A recent study shows that South Africa’s cigarette ban in 2020 helped reduce the number of lung disease-related emergency room visits, reports Herald Live.
South Africa banned tobacco sales from March to August 2020 to help prevent the spread of the coronavirus. In December, the country’s High Court ruled that the measure was unconstitutional.

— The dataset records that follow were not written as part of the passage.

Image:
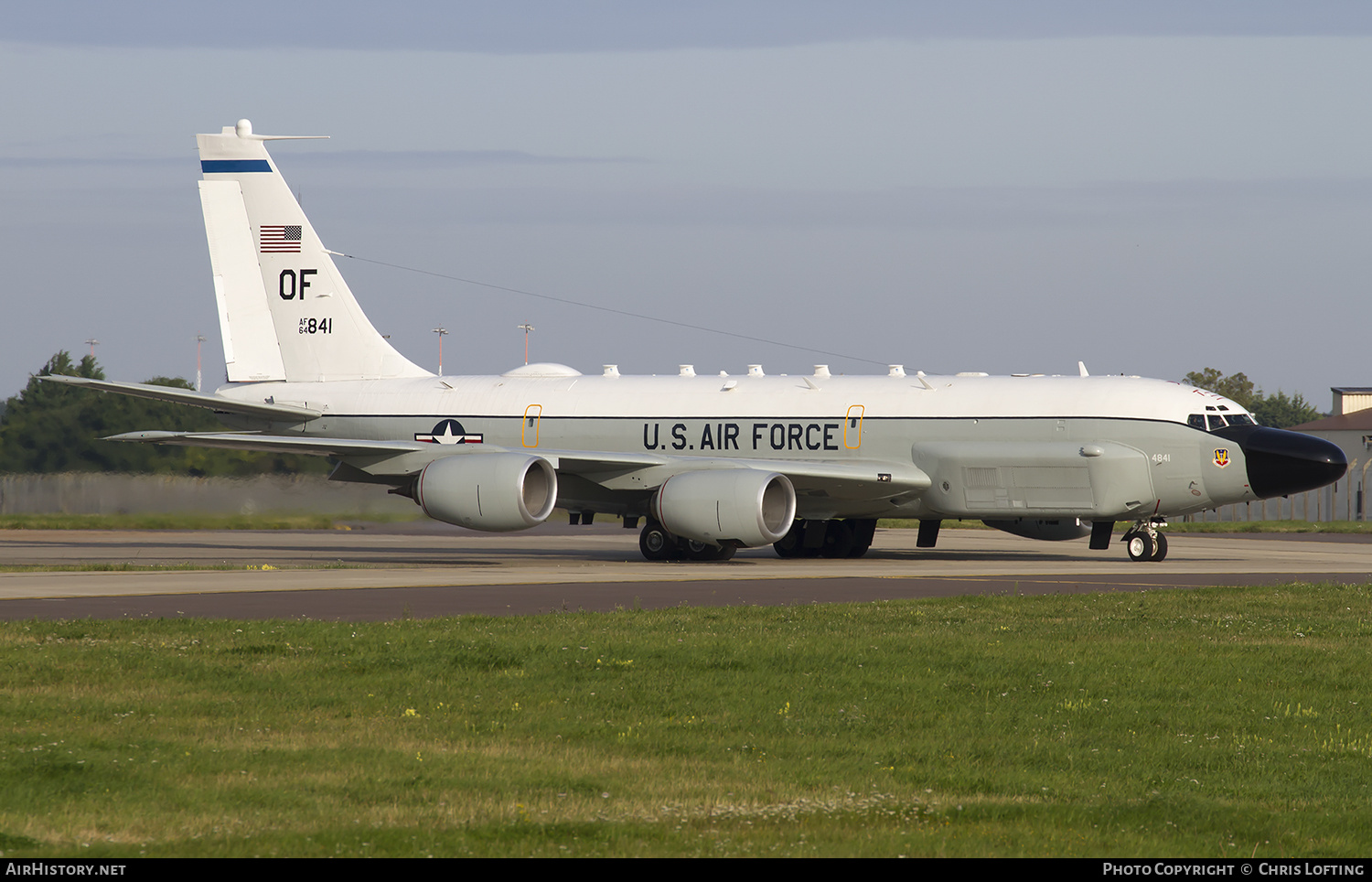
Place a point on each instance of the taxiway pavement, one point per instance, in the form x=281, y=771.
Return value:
x=427, y=569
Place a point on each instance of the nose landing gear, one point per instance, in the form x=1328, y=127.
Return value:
x=1144, y=542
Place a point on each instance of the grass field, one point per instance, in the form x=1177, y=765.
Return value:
x=1223, y=722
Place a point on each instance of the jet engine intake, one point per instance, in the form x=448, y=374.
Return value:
x=738, y=506
x=496, y=492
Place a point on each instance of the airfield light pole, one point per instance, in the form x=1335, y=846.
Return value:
x=441, y=331
x=526, y=328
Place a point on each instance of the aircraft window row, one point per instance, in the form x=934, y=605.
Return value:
x=1212, y=422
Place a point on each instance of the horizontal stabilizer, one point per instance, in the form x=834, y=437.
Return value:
x=189, y=397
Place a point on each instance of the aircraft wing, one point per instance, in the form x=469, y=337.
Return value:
x=614, y=470
x=814, y=478
x=189, y=397
x=277, y=443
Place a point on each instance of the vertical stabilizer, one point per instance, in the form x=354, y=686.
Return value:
x=284, y=310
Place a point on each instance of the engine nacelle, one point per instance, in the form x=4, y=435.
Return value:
x=743, y=506
x=1051, y=530
x=497, y=491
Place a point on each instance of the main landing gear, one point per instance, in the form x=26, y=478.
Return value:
x=831, y=538
x=1144, y=542
x=659, y=544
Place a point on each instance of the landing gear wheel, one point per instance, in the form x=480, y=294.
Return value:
x=694, y=550
x=656, y=543
x=790, y=543
x=839, y=539
x=863, y=532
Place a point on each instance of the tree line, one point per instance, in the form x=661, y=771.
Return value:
x=1278, y=411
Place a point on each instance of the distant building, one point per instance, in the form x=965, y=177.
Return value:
x=1350, y=428
x=1350, y=398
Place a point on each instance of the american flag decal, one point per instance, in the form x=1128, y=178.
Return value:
x=279, y=239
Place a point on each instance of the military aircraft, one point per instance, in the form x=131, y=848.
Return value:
x=710, y=462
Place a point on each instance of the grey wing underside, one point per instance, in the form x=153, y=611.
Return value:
x=400, y=459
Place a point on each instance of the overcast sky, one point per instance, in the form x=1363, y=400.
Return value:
x=1006, y=187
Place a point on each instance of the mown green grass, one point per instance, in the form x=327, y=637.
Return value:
x=1223, y=722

The government is appealing the judgment.
Published in the African Journal of Primary Health Care & Family Medicine, the study showed that emergency center visits for chronic obstructive pulmonary disease (COPD) at the George Regional Hospital in the Western Cape fell by 69.28 percent between January and August 2020 compared with the same period in 2019.
“This notable reduction in COPD presentations reduced service pressure of emergency center and most likely benefited patients’ health,” the study states. “Whilst the tobacco sales ban has had detrimental effects on economy, one of the benefits has been a reduction in emergency center attendance of patients with COPD exacerbations compared with that during the same period from the previous year. Further research and policies are needed to ensure ongoing reduction in the prevalence of smoking.”
According to the study, only 9 percent of smokers quit during the lockdown.
An online survey of smokers found that 93 percent maintained their habit by paying up to 250 percent more for illicit products.
South Africa, Botswana and India implemented smoking bans as part of their Covid-19 restrictions. India’s ban lasted six weeks, Botswana’s ban lasted 12 weeks and South Africa’s ban lasted five months.